Hello Everyone
I need a little help so if some one could give me some advice I would appreciate it. I am refinishing a bathroom in my home and part of the project is to sand and refinish the floor. The house is an Ontario Cottage built around 1860 with tongue and groove flooring. Either pine or fir, I’m not sure which, but, soft wood at any rate. The planks are about 4″ wide and in some places the spaces between the boards have open up leaving gaps. I seem to recall hearing that you can fill these gaps with the dust from sanding and then stain and finish the floor. Has anyone ever heard of this technique? How do you keep the sawdust from coming out of the cracks and ruining the finish? Finally if this doesn’t work how do you fill those cracks? I appreciate any help you can give me . Thanks Robb
Replies
You can use putty to fill the gaps, and I suppose you can make your own putty out of sawdust, although I don't know the exact recipe. Either way, after the putty dries, and you walk on the floor, it will crumble and flakes of putty will work their way out. It will be a never ending mess. You sweep it up one day, and more crumbles out the next. I've heard that with real bad floors with lots of gaps, you can put a natural fiber rope into the gaps. Just wedge it in there. It would probably look silly with just a few gaps here and there, but I've heard it looks pretty good on a floor with lots of gaps.

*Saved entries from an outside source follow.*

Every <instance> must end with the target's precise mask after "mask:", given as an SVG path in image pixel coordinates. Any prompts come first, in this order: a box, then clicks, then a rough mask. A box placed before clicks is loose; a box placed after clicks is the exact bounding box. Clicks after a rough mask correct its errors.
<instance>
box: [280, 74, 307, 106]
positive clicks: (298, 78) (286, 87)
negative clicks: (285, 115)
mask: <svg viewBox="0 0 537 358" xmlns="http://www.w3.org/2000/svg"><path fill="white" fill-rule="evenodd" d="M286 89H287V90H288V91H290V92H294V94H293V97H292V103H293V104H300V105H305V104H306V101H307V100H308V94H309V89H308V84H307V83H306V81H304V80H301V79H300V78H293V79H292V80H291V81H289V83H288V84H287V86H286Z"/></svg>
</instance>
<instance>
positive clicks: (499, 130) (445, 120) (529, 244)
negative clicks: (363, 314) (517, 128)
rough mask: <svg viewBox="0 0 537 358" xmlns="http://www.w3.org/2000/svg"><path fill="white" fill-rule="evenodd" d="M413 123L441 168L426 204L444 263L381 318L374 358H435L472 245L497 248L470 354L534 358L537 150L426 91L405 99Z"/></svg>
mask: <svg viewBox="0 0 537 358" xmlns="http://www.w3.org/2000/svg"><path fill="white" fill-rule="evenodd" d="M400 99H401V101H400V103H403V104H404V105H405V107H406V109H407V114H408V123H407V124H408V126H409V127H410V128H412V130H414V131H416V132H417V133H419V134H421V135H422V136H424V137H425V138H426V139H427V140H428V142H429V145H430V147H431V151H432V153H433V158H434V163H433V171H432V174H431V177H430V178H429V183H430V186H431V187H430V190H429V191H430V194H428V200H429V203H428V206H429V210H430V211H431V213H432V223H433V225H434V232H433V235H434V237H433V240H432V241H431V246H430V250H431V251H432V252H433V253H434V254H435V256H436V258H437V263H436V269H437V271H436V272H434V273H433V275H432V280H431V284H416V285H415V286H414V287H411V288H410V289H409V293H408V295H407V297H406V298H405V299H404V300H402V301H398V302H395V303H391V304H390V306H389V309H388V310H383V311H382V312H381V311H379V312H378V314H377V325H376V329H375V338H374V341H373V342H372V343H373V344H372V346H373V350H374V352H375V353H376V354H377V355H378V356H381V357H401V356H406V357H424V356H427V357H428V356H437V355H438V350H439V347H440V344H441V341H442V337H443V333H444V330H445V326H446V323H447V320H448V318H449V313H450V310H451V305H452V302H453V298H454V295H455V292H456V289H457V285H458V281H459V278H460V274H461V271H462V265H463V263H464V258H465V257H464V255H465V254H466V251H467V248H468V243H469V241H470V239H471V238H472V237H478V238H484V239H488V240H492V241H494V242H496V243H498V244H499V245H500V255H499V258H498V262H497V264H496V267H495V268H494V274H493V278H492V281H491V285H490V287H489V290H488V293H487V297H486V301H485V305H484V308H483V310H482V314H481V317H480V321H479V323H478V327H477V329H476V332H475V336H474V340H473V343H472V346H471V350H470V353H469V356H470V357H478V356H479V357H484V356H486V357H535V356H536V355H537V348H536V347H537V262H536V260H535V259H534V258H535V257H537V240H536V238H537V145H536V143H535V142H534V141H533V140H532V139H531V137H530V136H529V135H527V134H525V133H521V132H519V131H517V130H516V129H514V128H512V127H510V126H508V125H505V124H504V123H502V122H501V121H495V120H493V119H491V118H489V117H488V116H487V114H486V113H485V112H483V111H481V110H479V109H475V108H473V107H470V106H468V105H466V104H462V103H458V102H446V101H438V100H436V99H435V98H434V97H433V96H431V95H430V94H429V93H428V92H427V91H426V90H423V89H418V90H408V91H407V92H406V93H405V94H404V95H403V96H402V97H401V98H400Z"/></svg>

On my floor, I just left the gaps. They add character.
Maybe someone else has a better idea.
Good luck.
Are these gaps real wide?
Hmmmmmmmm. Did you say 1860.?
Is there a new cieling on the lower floor? No?
I'm thinking someone around 1865 , spilled his pocket change and there are coins to be found. This is a great excuse to tear up the floor(or at least a portion of it, don't waste any time where the radiators were put in later or that neww wiring, those joist bays have already been cleaned out) and butt the boards tighter together. Hey, you might fing that 1860 CC GOLD dollar, worth $7, 498 in GOOD to FINE condition.
Ian should be along with the exact recipe. You save the fine sawdust to mix with linseed oil and varnish. it makes a slurry to trowel in and then you resand the surface to take off the excess
Believe me, it doesn't crumble and fallout unless the edges of your floorboards are fgone and you don't vacumn well for bonding. Or if the floorbaords are loose and floating around. The stuff is more like a glue than just filler. My guy has done iot for us and it works fine.
Another way is to wait 'till after you get the varnbish down and then use butcher's wax to fill and super finish, but that marries you to a wax floor.